Constrained Codes for DNA-Based Storage Systems

More Info
expand_more

Abstract

Every day we produce an extremely high amount of data and a significant portion of this data is archival data. It is an important challenge to save this data in a cheap and environmentally friendly way. The current methods to save archival data are sufficient, but improvements can be made. Synthetic DNA based data storage is a great choice to do so. DNA is (roughly) made out of four nucleotides, Adine (A), Cytosine (C), Guanine (G) and Thymine (T). To save data using DNA the binary data is encoded to quaternary data and later DNA strands are created using this quaternary data. During the process of saving the data errors can occur. Previous research [3] has found that some errors can be prevented by taking two constraints into account.The no run-length constraint, which states that no DNA word can have two repeated symbolsand GC-weight constraint, which states that every DNA word must have a fixed number of G and C nucleotides.
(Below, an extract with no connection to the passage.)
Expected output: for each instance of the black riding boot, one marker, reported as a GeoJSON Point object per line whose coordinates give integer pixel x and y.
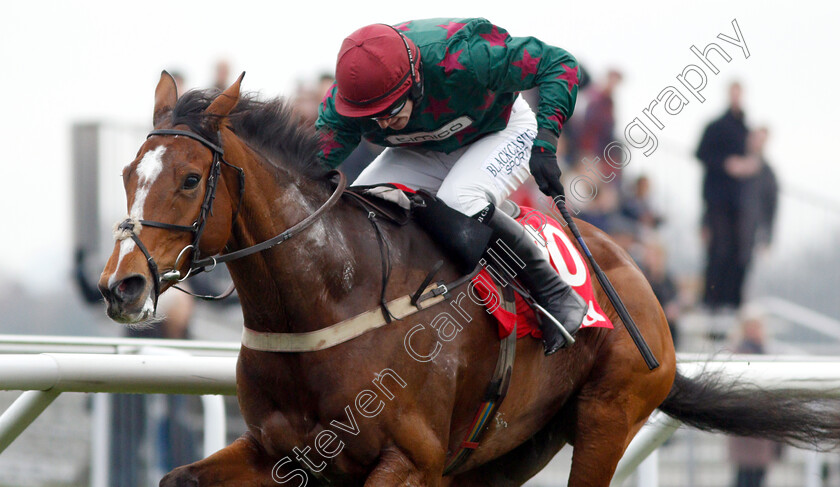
{"type": "Point", "coordinates": [544, 283]}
These constraints reduce the number of quaternary data sequences that can be used to save data. The aim of this thesis is to improve the lower bound on the maximum number of quaternary data sequences that satisfy the no run-length constraint, the fixed GC-weight and a minimum distance. Limbachiya et. al. [1] gave an algorithm to compute a set with a given minimum distance of quaternary data sequences that satisfies the constraints. The size of this set is the lower bound that we aim to improve. We do so by introducing two other algorithms that also compute a quaternary data sequences that satisfy the constraints and a minimum distance. The size of each computed set gives a lower bound on the maximum size. The lower bound computed with these two algorithms is always better or equal to the lower bound computed by Limbachiya et. al. for certain parameters. When the minimum distance of a code is 2 we know this maximum size. The formula for this maximum size is given in this thesis together with a proof for this formula.